I've just started studying improper integrals and I've come across this one:
$$\int_{0}^{\infty}{\sqrt{\tan{x}}dx}$$
The main issue I have with this is that the root is imaginary when tanx is negative, so I don't know how to deal with this.
Presumably to deal with the infinity in the interval, we take some limit like this:
$$\lim_{t\rightarrow\infty}{\int_{0}^{t}{\sqrt{\tan{x}}}dx}$$
But even this feels illogical until I find a way of quantifying the integral of the complex part of this graph.

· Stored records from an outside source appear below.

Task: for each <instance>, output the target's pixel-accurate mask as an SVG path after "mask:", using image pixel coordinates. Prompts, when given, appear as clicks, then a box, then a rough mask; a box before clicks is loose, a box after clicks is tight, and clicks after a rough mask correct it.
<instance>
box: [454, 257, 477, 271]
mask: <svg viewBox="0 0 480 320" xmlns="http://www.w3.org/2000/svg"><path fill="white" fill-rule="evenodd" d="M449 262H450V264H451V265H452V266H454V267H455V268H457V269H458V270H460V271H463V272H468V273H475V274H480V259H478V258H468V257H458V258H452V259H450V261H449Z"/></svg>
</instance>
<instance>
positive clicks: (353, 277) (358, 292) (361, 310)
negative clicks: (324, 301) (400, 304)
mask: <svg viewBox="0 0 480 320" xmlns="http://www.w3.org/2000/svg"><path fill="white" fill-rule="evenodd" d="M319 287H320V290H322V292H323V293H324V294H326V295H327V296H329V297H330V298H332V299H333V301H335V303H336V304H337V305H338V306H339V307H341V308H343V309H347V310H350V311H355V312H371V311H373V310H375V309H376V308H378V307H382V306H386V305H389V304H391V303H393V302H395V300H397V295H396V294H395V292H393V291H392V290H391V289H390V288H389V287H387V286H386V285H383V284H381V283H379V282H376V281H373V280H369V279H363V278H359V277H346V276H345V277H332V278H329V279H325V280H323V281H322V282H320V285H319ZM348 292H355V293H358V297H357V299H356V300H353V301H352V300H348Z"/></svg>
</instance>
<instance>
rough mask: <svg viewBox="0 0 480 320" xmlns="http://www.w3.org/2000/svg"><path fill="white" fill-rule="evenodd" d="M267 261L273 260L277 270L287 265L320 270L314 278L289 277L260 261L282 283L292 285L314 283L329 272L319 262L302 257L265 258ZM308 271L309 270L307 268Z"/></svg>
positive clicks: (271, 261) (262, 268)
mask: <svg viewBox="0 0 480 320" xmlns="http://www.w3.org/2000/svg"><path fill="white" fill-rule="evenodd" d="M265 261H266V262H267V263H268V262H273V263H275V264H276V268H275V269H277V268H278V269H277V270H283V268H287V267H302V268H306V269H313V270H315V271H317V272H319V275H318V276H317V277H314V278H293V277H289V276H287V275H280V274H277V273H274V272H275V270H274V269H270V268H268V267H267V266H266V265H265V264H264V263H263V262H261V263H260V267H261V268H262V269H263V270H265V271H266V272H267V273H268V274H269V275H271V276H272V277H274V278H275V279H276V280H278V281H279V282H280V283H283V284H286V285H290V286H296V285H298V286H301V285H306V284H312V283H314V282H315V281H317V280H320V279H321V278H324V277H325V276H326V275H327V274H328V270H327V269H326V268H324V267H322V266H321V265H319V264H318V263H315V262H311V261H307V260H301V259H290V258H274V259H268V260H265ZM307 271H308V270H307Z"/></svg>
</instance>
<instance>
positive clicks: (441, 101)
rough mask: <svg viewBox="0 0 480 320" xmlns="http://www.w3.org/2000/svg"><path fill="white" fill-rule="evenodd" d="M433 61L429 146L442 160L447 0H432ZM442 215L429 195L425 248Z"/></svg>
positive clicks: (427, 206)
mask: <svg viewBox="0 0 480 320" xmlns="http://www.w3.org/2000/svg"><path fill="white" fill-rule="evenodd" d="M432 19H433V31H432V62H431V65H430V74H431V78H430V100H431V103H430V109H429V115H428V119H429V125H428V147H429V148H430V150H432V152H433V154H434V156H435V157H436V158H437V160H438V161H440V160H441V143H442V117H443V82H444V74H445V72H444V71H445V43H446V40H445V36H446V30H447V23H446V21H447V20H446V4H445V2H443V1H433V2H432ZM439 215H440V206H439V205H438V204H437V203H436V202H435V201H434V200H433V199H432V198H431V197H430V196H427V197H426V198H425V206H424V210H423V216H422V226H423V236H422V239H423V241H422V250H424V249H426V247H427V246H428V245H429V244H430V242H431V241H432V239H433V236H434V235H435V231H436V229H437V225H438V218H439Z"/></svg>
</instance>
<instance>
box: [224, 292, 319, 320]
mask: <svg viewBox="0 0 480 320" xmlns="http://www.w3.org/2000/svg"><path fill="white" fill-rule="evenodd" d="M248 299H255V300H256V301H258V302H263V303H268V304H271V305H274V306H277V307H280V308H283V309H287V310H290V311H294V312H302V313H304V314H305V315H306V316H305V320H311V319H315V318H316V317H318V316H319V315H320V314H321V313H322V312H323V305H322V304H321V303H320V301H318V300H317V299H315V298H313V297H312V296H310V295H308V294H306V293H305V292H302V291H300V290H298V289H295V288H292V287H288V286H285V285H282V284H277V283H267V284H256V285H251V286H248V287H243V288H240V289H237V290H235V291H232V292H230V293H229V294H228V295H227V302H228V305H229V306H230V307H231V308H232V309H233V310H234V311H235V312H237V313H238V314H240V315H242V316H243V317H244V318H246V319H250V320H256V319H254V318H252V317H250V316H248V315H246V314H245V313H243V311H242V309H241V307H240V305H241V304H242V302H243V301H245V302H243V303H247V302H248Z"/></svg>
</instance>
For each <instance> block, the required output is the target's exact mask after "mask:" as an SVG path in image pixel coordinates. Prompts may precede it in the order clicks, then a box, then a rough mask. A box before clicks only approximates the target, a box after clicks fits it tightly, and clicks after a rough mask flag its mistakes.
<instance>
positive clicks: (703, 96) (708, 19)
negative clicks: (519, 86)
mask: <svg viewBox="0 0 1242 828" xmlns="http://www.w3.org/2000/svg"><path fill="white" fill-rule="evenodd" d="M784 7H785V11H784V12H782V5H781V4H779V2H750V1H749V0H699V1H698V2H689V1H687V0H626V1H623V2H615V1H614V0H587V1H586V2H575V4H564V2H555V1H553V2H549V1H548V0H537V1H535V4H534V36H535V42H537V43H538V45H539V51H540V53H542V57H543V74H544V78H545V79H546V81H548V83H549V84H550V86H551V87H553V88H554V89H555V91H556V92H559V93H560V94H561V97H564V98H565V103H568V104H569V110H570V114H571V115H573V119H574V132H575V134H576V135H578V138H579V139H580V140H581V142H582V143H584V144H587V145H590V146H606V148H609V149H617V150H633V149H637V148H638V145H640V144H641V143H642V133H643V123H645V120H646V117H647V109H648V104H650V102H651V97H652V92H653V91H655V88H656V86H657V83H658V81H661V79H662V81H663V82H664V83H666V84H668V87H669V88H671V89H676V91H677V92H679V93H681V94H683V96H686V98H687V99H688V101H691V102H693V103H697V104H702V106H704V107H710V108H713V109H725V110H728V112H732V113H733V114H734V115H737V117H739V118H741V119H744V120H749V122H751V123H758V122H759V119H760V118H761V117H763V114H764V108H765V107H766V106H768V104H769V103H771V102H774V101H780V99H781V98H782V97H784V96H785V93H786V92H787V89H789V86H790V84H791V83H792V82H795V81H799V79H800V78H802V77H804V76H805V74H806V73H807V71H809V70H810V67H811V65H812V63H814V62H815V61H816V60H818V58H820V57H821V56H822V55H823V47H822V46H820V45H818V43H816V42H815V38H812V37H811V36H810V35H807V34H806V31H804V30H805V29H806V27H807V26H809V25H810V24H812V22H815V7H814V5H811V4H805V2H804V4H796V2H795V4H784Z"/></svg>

I suspect there is a way using substitutions and whatnot to find a solution to the general integral of $\sqrt{\tan{x}}$, but presumably this will contain $\tan{x}$ in the solution, and (to my knowledge) there is no way to evaluate anything containing a $\tan{\infty}$. I have worked with $\sin{\infty}$ and $\cos{\infty}$ before in the sense that they are strictly between $-1$ and $1$, and so in certain situations an expression containing them can be evaluated, but in my (admittedly limited) experience $\tan{\infty}$ cannot be dealt with in the same way.
I have also considered making use of polar coordinates and taking a double integral, in the standard way that the Gaussian integral is computed, but this was even more of a stretch as I do not think the tan function would interact well with itself in the way the Gaussian function does.
Any help is welcome, and if someone could also explain what it actually means to take an integral of a function that has no real value in the interval that would also be very helpful.